Debe ser que los cazadores del averno están al acecho de los incautos, debe ser que a los atormentados y desesperados se les ve a la legua. El caso es que el tipo, argentino embaucador, me abordó en una taberna de la Fuentehonda, la plaza más emblemática de la ciudad. ‘Vos tenés problemas y yo te puedo ayudar’, me dijo, como sólo los porteños saben decir ‘ayudar’. Por supuesto estaba al corriente de mis desvaríos y deseos de amoríos.
Me lo ofreció sin rodeos, si vendía mi alma al diablo, podría disfrutar de ese amor durante un año, pero al cabo del año volvería para que saldara mi deuda. Que es verdad lo sé ahora, entonces pensé que era la bravata de un loco. El caso es que en mi desesperación por conquistar un amor inalcanzable le dije que sí, que aceptaba, que vendería mi alma a su diablo (que me importaba a mí su diablo si era un descreído de estas cosas) pero que me la trajese.
También le pedí que me ayudara con la caracterización del personaje de Juan Muñoz, hidalgo local del diecisiete, pues tenía intención de presentarme al concurso de estatuas del año próximo, este.
Me consiguió los mejores zapatones, calzas, jubón, guantes, capa, vara y sombrero. Conseguimos tinte bronce para los ropajes y para mi cara. La caracterización, como sabéis, es perfecta. Empecé a practicar la inmovilidad inmediatamente y, cuando llegó el momento, era tal el dominio que hasta yo me asustaba.
Por supuesto, era el trato, volví a encontrarme con esa persona de mis sueños, no sólo reparó en mí sino que comenzó a hacerme caso. Empezamos a vernos y así estuvimos durante casi un año, y al final, por unos días, creo, también me quiso.

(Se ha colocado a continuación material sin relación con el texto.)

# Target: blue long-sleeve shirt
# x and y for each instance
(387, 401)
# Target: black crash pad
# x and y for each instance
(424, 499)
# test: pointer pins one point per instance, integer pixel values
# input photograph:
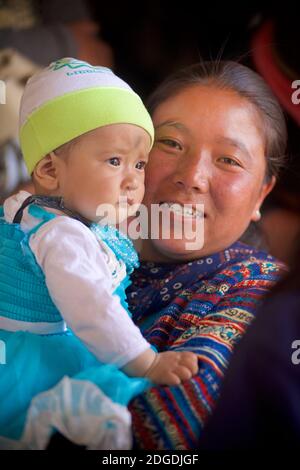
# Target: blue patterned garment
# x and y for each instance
(52, 381)
(202, 306)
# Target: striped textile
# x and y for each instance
(203, 306)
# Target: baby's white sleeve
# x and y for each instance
(79, 283)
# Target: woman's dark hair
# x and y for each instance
(246, 83)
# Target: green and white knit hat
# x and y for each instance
(70, 98)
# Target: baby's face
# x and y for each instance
(104, 172)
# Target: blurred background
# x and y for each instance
(143, 42)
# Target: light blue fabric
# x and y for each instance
(36, 363)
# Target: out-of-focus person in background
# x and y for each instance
(32, 34)
(276, 58)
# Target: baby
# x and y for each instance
(85, 136)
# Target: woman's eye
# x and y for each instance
(230, 161)
(140, 165)
(170, 143)
(115, 161)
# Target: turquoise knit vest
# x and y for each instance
(23, 292)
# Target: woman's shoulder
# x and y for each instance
(244, 262)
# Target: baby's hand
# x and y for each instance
(171, 367)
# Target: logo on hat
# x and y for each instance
(76, 64)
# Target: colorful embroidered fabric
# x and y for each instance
(203, 306)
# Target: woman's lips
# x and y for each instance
(186, 209)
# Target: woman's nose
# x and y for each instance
(192, 175)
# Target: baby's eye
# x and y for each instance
(230, 161)
(115, 161)
(170, 143)
(140, 165)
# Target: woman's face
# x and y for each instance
(209, 149)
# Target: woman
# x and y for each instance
(220, 141)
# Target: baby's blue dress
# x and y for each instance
(73, 392)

Estaba exultante, podía estar con ella, la preparación del personaje de Juan Muñoz estaba lograda, podía permanecer sin moverme el tiempo que quisiera. Anhelaba que llegara el concurso, ganar el premio y poder ofrecérselo.
Y así fue, gané. Cuando todo hubo terminado y me disponía a desentumecer mis músculos y bajar del pedestal, el argentino estaba allí. No me lo podía creer, casi me da un ataque de risa. Pero él no estaba para bromas, solo me dijo que le acompañara que la deuda debía ser saldada.
No puedo explicaros lo que pasó. Me vi fuera de la caracterización del hidalgo que quedaba en la posición que ahora veis. Y vi a mi amor fugaz, atónita ante la estatua, golpeándola, gritando que bajara, que era hora de irse.
Pero la esencia de lo que fui estaba ya muy lejos de allí».